A mass of rock would soon hide them from my view; but so keen was the excitement of the instant that I could not refrain from crawling forward to a point whence I could watch the dashing of the small craft to pieces on the jagged rocks that loomed before her, although I risked discovery from above to accomplish my design.

When I had reached a point where I could again see the dugout, I was just in time to see it glide unharmed between two needle-pointed sentinels of granite and float quietly upon the unruffled bosom of a tiny cove.

Again I crouched behind a boulder to observe what would next transpire; nor did I have long to wait. The dugout, which contained but two men, was drawn close to the rocky wall. A fiber rope, one end of which was tied to the boat, was made fast about a projection of the cliff face.

Then the two men commenced the ascent of the almost perpendicular wall toward the summit several hundred feet above. I looked on in amazement, for, splendid climbers though the cave men of Pellucidar are, I never before had seen so remarkable a feat performed. Upwardly they moved without a pause, to disappear at last over the summit.

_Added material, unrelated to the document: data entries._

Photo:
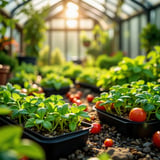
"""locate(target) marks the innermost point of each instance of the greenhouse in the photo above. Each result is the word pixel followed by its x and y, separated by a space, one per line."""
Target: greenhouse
pixel 80 80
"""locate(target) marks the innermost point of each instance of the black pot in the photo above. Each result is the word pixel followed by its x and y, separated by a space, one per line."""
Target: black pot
pixel 128 127
pixel 26 59
pixel 49 91
pixel 59 146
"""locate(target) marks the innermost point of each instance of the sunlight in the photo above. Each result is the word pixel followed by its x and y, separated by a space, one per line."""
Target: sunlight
pixel 72 10
pixel 71 23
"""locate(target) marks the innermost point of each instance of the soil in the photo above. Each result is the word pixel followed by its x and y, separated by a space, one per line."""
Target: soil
pixel 124 148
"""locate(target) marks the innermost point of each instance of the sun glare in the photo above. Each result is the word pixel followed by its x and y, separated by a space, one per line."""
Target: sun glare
pixel 72 10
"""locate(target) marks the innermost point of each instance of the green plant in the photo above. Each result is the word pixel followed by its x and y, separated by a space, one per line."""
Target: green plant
pixel 105 61
pixel 45 114
pixel 57 57
pixel 128 70
pixel 34 30
pixel 8 60
pixel 55 81
pixel 11 145
pixel 133 95
pixel 150 36
pixel 21 77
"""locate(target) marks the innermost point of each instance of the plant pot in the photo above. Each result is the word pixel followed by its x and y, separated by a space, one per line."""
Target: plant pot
pixel 129 128
pixel 90 86
pixel 57 146
pixel 49 91
pixel 26 59
pixel 4 72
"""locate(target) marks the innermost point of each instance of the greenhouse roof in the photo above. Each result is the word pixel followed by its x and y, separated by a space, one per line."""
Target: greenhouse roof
pixel 104 11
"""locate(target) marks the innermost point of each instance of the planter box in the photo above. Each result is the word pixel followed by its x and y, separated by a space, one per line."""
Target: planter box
pixel 129 128
pixel 49 91
pixel 57 146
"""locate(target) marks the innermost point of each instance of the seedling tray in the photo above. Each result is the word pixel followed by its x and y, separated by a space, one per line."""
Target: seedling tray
pixel 57 146
pixel 127 127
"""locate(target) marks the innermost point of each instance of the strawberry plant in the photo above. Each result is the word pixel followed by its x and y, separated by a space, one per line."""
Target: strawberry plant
pixel 132 95
pixel 55 81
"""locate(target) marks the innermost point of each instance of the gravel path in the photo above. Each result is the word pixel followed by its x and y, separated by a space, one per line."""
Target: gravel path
pixel 124 148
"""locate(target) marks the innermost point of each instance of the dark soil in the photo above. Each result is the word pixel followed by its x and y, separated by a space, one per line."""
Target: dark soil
pixel 124 148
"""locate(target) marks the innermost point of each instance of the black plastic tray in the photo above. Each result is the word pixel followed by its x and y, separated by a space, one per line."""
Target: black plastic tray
pixel 57 146
pixel 49 91
pixel 129 128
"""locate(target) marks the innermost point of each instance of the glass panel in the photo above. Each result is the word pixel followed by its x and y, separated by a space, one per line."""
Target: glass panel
pixel 86 23
pixel 154 2
pixel 143 20
pixel 125 37
pixel 111 7
pixel 153 17
pixel 56 11
pixel 17 38
pixel 134 38
pixel 128 9
pixel 95 5
pixel 58 41
pixel 10 6
pixel 158 17
pixel 58 23
pixel 72 45
pixel 82 48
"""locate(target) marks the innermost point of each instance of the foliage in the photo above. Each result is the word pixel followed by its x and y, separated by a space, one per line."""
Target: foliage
pixel 8 60
pixel 43 56
pixel 57 57
pixel 34 30
pixel 45 114
pixel 89 75
pixel 154 61
pixel 105 61
pixel 132 95
pixel 150 36
pixel 22 77
pixel 27 67
pixel 55 81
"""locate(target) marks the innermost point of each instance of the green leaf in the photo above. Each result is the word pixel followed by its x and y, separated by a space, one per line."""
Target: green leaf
pixel 16 96
pixel 72 126
pixel 10 136
pixel 41 112
pixel 4 110
pixel 30 149
pixel 39 121
pixel 149 107
pixel 158 115
pixel 30 122
pixel 47 125
pixel 8 155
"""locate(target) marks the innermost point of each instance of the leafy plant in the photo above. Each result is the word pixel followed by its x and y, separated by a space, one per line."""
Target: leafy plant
pixel 135 94
pixel 45 114
pixel 150 36
pixel 8 60
pixel 55 81
pixel 105 61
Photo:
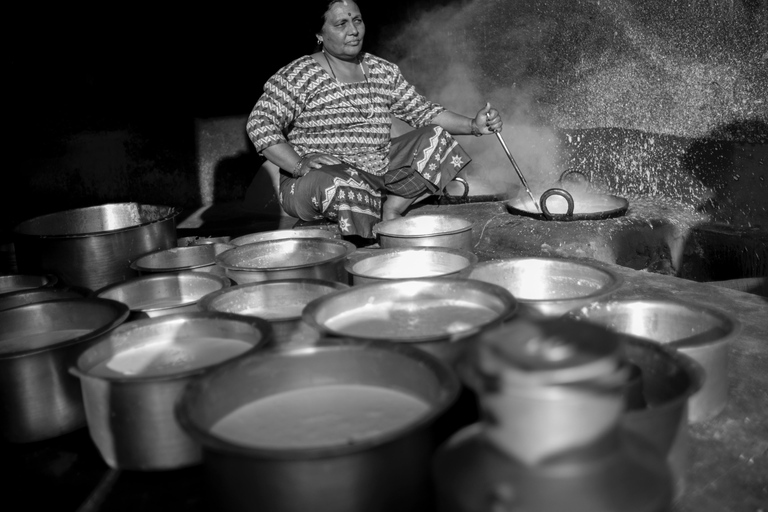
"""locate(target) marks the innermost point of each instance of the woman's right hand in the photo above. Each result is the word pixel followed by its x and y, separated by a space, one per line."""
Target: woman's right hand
pixel 315 161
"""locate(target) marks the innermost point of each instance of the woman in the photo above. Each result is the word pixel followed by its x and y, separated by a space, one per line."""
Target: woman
pixel 325 121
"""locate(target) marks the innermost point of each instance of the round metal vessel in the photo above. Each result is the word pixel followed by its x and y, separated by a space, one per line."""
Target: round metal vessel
pixel 38 344
pixel 550 286
pixel 280 302
pixel 93 247
pixel 131 415
pixel 287 258
pixel 164 294
pixel 33 295
pixel 426 231
pixel 12 283
pixel 668 379
pixel 438 315
pixel 386 472
pixel 281 234
pixel 198 258
pixel 701 332
pixel 586 207
pixel 375 265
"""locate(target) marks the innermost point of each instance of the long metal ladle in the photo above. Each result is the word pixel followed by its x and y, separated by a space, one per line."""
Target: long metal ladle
pixel 517 170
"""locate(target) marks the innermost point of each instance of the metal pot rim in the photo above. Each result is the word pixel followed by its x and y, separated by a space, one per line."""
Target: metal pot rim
pixel 359 256
pixel 209 441
pixel 349 246
pixel 616 279
pixel 599 215
pixel 18 230
pixel 733 324
pixel 139 267
pixel 692 369
pixel 122 311
pixel 468 227
pixel 495 290
pixel 259 323
pixel 205 303
pixel 162 276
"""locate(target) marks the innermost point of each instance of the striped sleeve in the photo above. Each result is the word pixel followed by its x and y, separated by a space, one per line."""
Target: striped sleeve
pixel 278 106
pixel 409 105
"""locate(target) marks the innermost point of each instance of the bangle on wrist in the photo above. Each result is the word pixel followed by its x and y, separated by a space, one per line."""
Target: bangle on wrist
pixel 474 128
pixel 297 168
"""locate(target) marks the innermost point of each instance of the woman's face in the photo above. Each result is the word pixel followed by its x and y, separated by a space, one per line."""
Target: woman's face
pixel 343 31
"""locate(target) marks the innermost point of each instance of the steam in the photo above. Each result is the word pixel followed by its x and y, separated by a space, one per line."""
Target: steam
pixel 437 52
pixel 612 64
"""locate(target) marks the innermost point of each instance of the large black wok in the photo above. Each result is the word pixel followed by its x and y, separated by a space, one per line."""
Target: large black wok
pixel 467 197
pixel 585 206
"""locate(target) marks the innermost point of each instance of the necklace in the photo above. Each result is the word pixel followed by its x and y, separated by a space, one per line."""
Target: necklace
pixel 368 113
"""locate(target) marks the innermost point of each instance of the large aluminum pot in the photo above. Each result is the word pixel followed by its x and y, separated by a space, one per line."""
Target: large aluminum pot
pixel 376 265
pixel 280 302
pixel 33 295
pixel 11 283
pixel 93 247
pixel 197 258
pixel 164 294
pixel 668 379
pixel 701 332
pixel 133 378
pixel 438 315
pixel 550 286
pixel 287 258
pixel 39 399
pixel 280 234
pixel 381 471
pixel 426 231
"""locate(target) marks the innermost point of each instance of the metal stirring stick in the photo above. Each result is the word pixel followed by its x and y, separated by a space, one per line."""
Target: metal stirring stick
pixel 517 170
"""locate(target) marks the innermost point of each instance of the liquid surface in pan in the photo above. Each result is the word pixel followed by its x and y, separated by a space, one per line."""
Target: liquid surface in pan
pixel 39 339
pixel 320 416
pixel 167 356
pixel 411 320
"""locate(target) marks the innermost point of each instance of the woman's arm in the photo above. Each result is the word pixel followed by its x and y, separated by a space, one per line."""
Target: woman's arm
pixel 284 156
pixel 486 121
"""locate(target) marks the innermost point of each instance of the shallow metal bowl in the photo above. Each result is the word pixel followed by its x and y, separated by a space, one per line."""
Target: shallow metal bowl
pixel 16 282
pixel 243 474
pixel 202 240
pixel 92 247
pixel 280 234
pixel 374 265
pixel 38 344
pixel 163 294
pixel 426 231
pixel 33 295
pixel 549 286
pixel 439 315
pixel 287 258
pixel 281 302
pixel 130 405
pixel 199 258
pixel 701 332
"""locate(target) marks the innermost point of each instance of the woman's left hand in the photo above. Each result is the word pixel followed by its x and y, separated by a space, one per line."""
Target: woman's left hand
pixel 488 120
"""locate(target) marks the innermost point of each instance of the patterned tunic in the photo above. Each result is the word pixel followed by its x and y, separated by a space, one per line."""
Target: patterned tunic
pixel 305 106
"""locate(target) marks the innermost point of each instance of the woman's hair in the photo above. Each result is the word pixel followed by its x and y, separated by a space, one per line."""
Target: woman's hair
pixel 318 16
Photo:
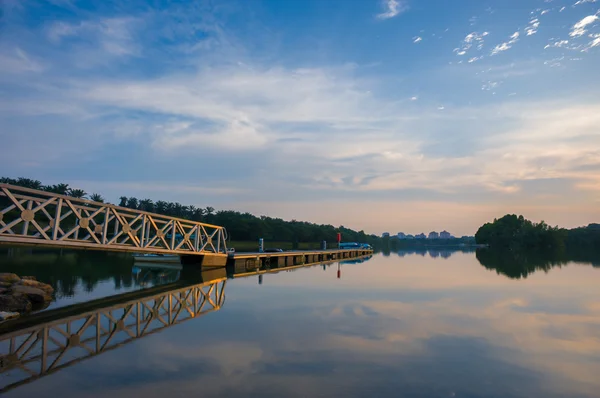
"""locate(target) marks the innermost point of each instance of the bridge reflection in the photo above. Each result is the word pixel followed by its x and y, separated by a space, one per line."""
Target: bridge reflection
pixel 44 343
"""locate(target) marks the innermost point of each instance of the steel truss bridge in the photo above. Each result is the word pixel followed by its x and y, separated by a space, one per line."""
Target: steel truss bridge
pixel 47 342
pixel 33 217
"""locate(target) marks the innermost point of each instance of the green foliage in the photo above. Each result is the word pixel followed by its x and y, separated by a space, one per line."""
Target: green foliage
pixel 515 232
pixel 518 264
pixel 240 226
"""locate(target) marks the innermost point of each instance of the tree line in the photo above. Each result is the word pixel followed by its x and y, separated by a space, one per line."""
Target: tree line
pixel 516 232
pixel 240 226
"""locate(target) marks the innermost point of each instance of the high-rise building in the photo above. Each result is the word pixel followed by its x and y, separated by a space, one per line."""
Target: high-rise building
pixel 445 235
pixel 434 235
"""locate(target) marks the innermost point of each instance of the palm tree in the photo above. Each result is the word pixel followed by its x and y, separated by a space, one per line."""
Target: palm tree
pixel 77 193
pixel 178 209
pixel 29 183
pixel 96 197
pixel 61 189
pixel 132 203
pixel 146 205
pixel 160 207
pixel 198 214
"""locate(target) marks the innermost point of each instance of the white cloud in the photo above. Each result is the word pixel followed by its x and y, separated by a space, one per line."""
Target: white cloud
pixel 579 2
pixel 472 39
pixel 579 28
pixel 17 61
pixel 113 35
pixel 392 8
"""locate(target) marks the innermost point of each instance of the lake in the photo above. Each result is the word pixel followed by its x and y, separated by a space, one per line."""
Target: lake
pixel 413 323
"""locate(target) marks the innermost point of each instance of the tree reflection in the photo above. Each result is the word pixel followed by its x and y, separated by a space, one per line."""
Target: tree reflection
pixel 517 264
pixel 434 252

When I felt reasonably sure that they had gone for a while at least I crawled from my hiding-place and at the risk of a broken neck leaped and scrambled to the spot where their canoe was moored.

If they had scaled that cliff I could, and if I couldn't I should die in the attempt.

But when I turned to the accomplishment of the task I found it easier than I had imagined it would be, since I immediately discovered that shallow hand and foot-holds had been scooped in the cliff's rocky face, forming a crude ladder from the base to the summit.

At last I reached the top, and very glad I was, too. Cautiously I raised my head until my eyes were above the cliff-crest. Before me spread a rough mesa, liberally sprinkled with large boulders. There was no village in sight nor any living creature.

I drew myself to level ground and stood erect. A few trees grew among the boulders. Very carefully I advanced from tree to tree and boulder to boulder toward the inland end of the mesa. I stopped often to listen and look cautiously about me in every direction.

How I wished that I had my revolvers and rifle! I would not have to worm my way like a scared cat toward Hooja's village, nor did I relish doing so now; but Dian's life might hinge upon the success of my venture, and so I could not afford to take chances. To have met suddenly with discovery and had a score or more of armed warriors upon me might have been very grand and heroic; but it would have immediately put an end to all my earthly activities, nor have accomplished aught in the service of Dian.

Well, I must have traveled nearly a mile across that mesa without seeing a sign of anyone, when all of a sudden, as I crept around the edge of a boulder, I ran plump into a man, down on all fours like myself, crawling toward me.